Driving towards Moab, Utah felt like we were on another planet! The colors of the rocks as the sun hit them was breathtaking. So many shades of orange, pink, rust, and gold. While there, we took a hot air balloon over the Arches National Park, leaving early enough to watch the sun come up. This is the inspiration for my next piece in the National Park Series.
We drove past this formation on the way to the hotel once we got into Moab. This is the photo I’m using as a reference.
I wanted to add a hot air balloon to the scene, as I believe it adds interest and it is one of the activities visitors might try to get a good look at the formations.
When I do my first washes, I work on a towel since the paint tends to drip off as I tilt the paper in order to move the colors around. Using a LOT of water, I want to make this be a sunrise sort of piece. Now that it’s dry, it looks kind of muddy, so I have work to do to fix that. I moved my brush around the land area while the paint was still wet, in order to add texture.
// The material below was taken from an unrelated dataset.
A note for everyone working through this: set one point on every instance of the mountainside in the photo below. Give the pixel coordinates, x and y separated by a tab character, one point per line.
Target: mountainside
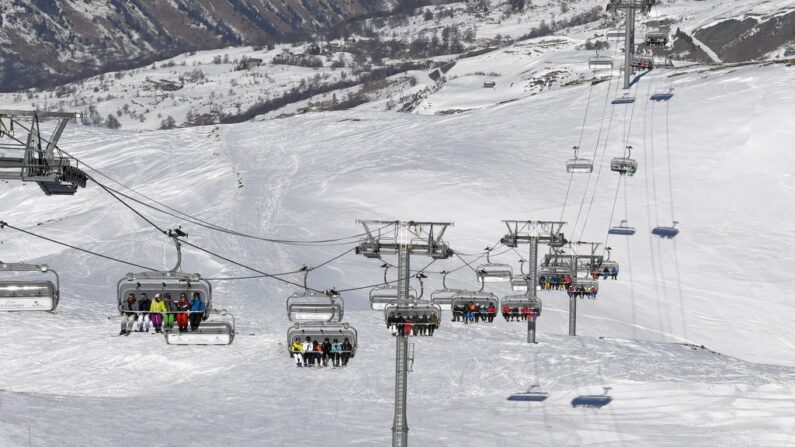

I have been asked how I create my Cookie Cutter paintings, so thought I would include the process here:
Once I find a good combination of cookie cutter and image, I make a paper cutout of the cookie cutter, often enlarging it a bit, out of heavy construction paper. I put a bit of tape on the back of the paper and stick it to my watercolor paper. Then, I go around the construction paper with masking fluid (1). Once the masking fluid is dry, I sketch the image inside the cookie cutter shape. With the masking fluid still on I start to paint, usually putting down a light wash so I will know where the outline of the cookie cutter is (2). Once I know I’ll be able to see where the outline is, I remove the masking fluid and them complete the painting (3).